思えば店長も最初に会った時は、ここで雑誌を読んでいたが、店長からして自由すぎる。とはいえ、確かに来客が少ない店に一人でいると、実際やる事がなく時間を持て余してしまう。
俺は働き始めたばかりで緊張感もあるし、美咲さんと一緒に過ごしているからか、時間は短く感じられていたが、慣れてきて一人になったら、きっと退屈するだろうと思う。
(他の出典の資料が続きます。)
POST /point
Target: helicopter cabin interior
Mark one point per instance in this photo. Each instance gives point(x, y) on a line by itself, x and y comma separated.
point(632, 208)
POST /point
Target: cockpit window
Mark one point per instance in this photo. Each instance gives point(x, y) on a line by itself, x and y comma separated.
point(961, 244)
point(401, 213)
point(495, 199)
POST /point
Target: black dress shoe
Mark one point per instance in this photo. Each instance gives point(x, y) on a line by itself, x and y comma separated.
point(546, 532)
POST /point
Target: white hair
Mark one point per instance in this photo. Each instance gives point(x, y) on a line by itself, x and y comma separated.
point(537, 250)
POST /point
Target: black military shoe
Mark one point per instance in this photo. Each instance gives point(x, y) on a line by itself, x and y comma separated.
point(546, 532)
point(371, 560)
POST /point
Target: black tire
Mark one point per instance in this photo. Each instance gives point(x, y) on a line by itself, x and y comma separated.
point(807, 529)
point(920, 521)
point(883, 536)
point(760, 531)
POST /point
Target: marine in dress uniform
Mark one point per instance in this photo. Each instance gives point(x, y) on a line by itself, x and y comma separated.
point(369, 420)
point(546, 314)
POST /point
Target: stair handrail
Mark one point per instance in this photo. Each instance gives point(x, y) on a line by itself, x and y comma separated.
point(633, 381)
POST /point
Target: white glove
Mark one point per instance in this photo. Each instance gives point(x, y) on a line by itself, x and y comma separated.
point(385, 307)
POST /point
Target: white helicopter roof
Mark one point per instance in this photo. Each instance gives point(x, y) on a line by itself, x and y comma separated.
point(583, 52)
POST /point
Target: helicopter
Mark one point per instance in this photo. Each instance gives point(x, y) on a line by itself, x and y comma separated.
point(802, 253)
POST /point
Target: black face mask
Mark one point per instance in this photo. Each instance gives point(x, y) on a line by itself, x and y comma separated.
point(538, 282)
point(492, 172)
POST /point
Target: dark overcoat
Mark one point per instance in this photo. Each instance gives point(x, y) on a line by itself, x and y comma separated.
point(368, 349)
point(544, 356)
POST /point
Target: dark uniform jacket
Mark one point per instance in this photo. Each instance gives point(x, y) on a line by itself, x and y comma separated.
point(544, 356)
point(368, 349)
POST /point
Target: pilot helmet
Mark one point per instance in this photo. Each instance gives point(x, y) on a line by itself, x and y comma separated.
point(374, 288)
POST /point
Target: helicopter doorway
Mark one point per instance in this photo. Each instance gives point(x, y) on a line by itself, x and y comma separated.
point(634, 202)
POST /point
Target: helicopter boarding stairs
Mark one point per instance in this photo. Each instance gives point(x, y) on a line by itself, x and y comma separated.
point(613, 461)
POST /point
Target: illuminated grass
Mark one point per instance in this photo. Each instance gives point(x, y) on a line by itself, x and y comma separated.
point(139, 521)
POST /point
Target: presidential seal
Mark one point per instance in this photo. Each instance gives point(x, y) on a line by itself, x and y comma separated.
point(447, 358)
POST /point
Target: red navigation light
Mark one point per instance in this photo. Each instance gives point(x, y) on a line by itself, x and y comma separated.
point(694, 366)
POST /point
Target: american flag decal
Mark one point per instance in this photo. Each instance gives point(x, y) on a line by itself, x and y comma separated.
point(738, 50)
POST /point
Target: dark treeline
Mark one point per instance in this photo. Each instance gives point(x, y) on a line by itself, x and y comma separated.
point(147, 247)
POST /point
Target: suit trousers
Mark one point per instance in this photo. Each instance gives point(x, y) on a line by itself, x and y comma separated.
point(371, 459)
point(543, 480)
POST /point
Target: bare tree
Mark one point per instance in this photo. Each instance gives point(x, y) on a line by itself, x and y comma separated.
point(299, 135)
「確かに一人だと退屈ですよね。掃除とか棚の整理も限りがあるし」
「そうなのよね。私はお客さんがいない時レポートとかやってるわ」
「え? やってて怒られないんですか?」
それは羨ましい。いや、けしからん。
「全然、春ちゃんがここで働いてた頃から推奨されてるわ。店番してる時、やる事なくて暇だったら自分の勉強とかしなさいって、オーナーに言われたんだって」
「ええ? オーナーがそんな事言ったんですか?」
経営者がそんなこと言うなんて、オーナーは外見どおりの悪魔か。
店員を堕落させる気なのだろうか。
「私もここで勤め始めた時、びっくりしたんだけど。春ちゃんが目の前で課題とかやってて、店長に課題の相談したりもしてたよ。答えてる店長にも驚いたけど」
「店長も公認ですか。……これで給料貰っていいんですかね?」
「オーナーがいいって言ってるからいいんじゃない? 明人君も学校の課題とかあったらやっててもいいよ。お客さんが入って来るのだけは気にしといてね」
今まで寝る前に学校の課題をやっていて、寝る時間が遅くなる事も度々だ。
家でやらなくていいなら、俺は非常に助かる。気乗りはしないが……。
「よっぽど暇だったらですけどね」
「それって毎日じゃ?」
それを言ったらおしまいだろう。ここは話題を変えてやろう。
「ファミレスのバイト土曜日で最後になったんですよ。だから土曜日はこっちに来れないです」
「えー、そうなんだ? まあ、急な話だから向こうも困ったでしょうしね」
仕方ないかといった顔で答える美咲さん。
「ええ、実際、俺のわがままですから。それくらいしないと罰当たります」
「そっか~。土曜日明人君来ないのか。……退屈だな」
うんざりとした表情を浮かべながら言う。
「店長は土曜日いるんですか? この間は休み取ってたみたいですけど」
「今度の土曜日はいるわ。連休で休み取るから、それまで取らないみたい」
店長は全然休んでいないみたいだが、家族の人とか困らないのだろうか。
「この間家族サービスって言ってたけど。ご家族大丈夫何ですか?」
「あー、明人君聞いてないんだね。あんまり店長と一緒にいないから、しょうがないか。店長はずっと前から別居中なの。理由は私も聞いてないけど」
あの優しい店長が別居してるなんて正直驚きだ。てっきり幸せな家庭を築いていると思っていたが、やはり家族や夫婦の関係は、はたから見ても分からないものなのか。
「店長も色々あるんですね……」
「でも……仲いい感じなのよね。あの夫婦」
「へ? 別居してるのに? てか、会った事あるんですか?」
美咲さんの話に脳がついていかない。別居なのに仲がいい?
「うん。前にもバーベキューやった事あるんだけど。奥さんと娘さん来たのよ。仲睦まじい感じで、別居じゃなくて、実は単身赴任じゃないかと思ったくらいだもん」
別居してるのに仲が睦まじいなんて意味が分からない。
「何で別居してるんですか?」
「理由は聞かなかったの。さすがに聞きづらくて」
なにか別居になるほどの理由が出来たのだろうか。
「美咲さんは、何で店長が別居中なの知ってたんですか?」
俺は疑問に思ったことを口にすると、
「店長から直接聞いたもの。嫁とは別居中で娘に寂しい思いさせてるって」
美咲さんは同情した表情を浮かべながら言ったが、それは店長か娘さんか、誰に対しての同情だろうか、俺には分からなかった。
「今度のバーベキューも来てくれるといいですね」
「そうだね。日曜日だから来てくれるといいわね」
ささやかな祈りではあるが、店長の家族がどうか来てくれますようにと願った。